The BCCh’s 4Q24 IPoM revised inflation up again, moderated domestic demand growth, and projects a slightly higher policy rate path.
Inflation … déja vu. Inflation was revised up, yet again, due to the persistent depreciation of the CLP, greater than expected labor cost pressures, and electricity prices. For context, the BCCh has revised the YE24 headline CPI forecast in each of the past four IPoMs, starting at 2.9% in December 2023, up to 4.8% now. The YE24 headline CPI forecast was kept steady at 3.6% for the end of 2025. Core inflation was revised up materially to 4.5% (from 3.9% in the September IPoM) by yearend 2024 and to 3.3% by the end of 2025 (up slightly from 3.2%). With inflationary risks still biased to the upside in the short-term, the BCCh’s disinflation path in the medium-term rests on the assumption of domestic demand weakness.
Activity projected to remain weak. GDP is expected to rise by 2.3% this year, in the bottom of September’s range (2.25%-2.75%), as the forecast range for 2025 and 2026 remained unchanged at 1.5%-2.5%. Forecasts for private consumption and gross fixed capital formation growth were revised down for 2024-2026. Importantly, credit dynamics (as we’ve highlighted in our monthly notes) remain persistently weak, consistent with a moderate recovery in non-mining investment. Terms of trade were revised somewhat higher, because of a larger proportional decline in oil prices, relative to copper; with growth in major trading partners not experiencing significant changes. The Fed is projected to cut this month by 25bp and then three more times in 2025. In this context, the output gap was projected slightly more negative yet is forecasted to narrow throughout the policy horizon.
A slightly more gradual policy rate path to neutral. As we had anticipated, the nominal policy rate path maintained the path towards 4%, the center of the neutral rate range (3.5%-4.5%), across the two-year policy horizon. Focusing strictly on the simple average of the floor and ceiling of the 33% confidence interval of the corridor, the policy rate path has a slightly more gradual path towards neutral, reaching 4.25% on average in 4Q25 (4.13% in the September IPoM), implying a total of 100bps of cuts with respect to the average of 4Q24, that is, a 25bps cut per quarter (implying inter-meeting pauses).

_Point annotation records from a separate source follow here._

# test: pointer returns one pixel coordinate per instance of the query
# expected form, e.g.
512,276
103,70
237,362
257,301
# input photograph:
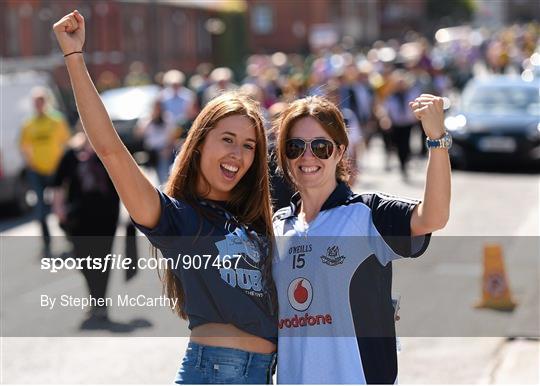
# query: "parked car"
497,121
126,105
16,107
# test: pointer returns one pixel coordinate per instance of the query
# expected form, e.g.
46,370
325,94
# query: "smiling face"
227,153
308,171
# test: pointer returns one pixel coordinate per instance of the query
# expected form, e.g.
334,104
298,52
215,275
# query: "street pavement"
491,206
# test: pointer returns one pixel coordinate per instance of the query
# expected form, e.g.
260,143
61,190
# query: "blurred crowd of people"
372,86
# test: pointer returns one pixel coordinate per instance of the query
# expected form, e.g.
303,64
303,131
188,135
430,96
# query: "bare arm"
433,213
135,190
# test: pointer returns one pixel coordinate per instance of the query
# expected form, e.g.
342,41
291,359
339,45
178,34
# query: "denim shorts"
208,364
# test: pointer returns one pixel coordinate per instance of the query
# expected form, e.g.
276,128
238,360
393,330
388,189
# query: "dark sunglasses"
321,148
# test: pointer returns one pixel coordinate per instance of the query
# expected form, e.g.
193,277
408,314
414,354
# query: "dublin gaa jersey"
334,281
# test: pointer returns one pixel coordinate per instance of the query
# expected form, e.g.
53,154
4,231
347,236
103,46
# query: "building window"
262,19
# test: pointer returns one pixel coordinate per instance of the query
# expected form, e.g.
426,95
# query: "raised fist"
429,109
69,32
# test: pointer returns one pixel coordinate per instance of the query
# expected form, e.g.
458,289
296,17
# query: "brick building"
302,25
162,34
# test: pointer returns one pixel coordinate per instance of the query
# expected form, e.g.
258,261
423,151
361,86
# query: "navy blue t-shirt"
219,263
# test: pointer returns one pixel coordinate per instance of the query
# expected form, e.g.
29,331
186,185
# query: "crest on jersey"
332,257
300,294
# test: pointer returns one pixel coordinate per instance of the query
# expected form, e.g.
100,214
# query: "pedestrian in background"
42,142
158,133
401,117
87,208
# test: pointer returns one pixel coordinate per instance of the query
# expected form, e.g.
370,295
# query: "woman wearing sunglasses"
333,269
218,198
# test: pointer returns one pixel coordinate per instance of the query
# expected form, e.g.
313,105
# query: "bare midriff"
227,335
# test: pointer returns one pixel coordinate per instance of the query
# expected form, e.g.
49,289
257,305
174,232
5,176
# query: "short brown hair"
328,116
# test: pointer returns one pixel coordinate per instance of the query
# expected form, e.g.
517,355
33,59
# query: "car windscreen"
129,103
502,100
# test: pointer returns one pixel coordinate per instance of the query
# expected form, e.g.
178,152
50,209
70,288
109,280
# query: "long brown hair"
328,116
250,198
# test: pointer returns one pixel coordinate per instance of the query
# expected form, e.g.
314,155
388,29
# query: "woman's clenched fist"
69,32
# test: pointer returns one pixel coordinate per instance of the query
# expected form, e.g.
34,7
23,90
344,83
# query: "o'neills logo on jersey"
332,257
300,294
305,321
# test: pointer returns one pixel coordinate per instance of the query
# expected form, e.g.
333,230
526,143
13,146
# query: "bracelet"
71,53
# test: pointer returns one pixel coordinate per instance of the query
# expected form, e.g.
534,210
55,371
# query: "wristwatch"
443,143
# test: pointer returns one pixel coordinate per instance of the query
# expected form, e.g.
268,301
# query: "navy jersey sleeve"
391,218
177,218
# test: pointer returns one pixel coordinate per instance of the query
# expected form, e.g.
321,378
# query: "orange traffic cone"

Our take: Risks tilt towards a higher terminal rate than forecasted in the corridor. Following yesterday’s cut, the one-year ex-ante real policy rate fell to 1.4%, piercing the upper bound of the BCCh's neutral real rate range (0.5-1.5%). Our policy rate forecast considers inter-meeting 25bp cuts to 4.5% by June, however, this scenario also relies on inflation expectations at the one-year horizon edging down; breakevens have drifted higher, in line with the depreciation of the CLP. Second round inflationary effects from past electricity price hikes and minimum wage increases, surprisingly muted in November’s CPI, are relevant risks in the upcoming months. Separately, our international scenario considers only one 25bp cut by the Fed in 2025. Efforts to support the economy with a more aggressive path to neutral are likely to be met with a weaker and more volatile exchange rate; there is no free lunch. In this context, announcing a reserve accumulation process seems especially challenging. The next monetary policy meeting is scheduled for January 27-28.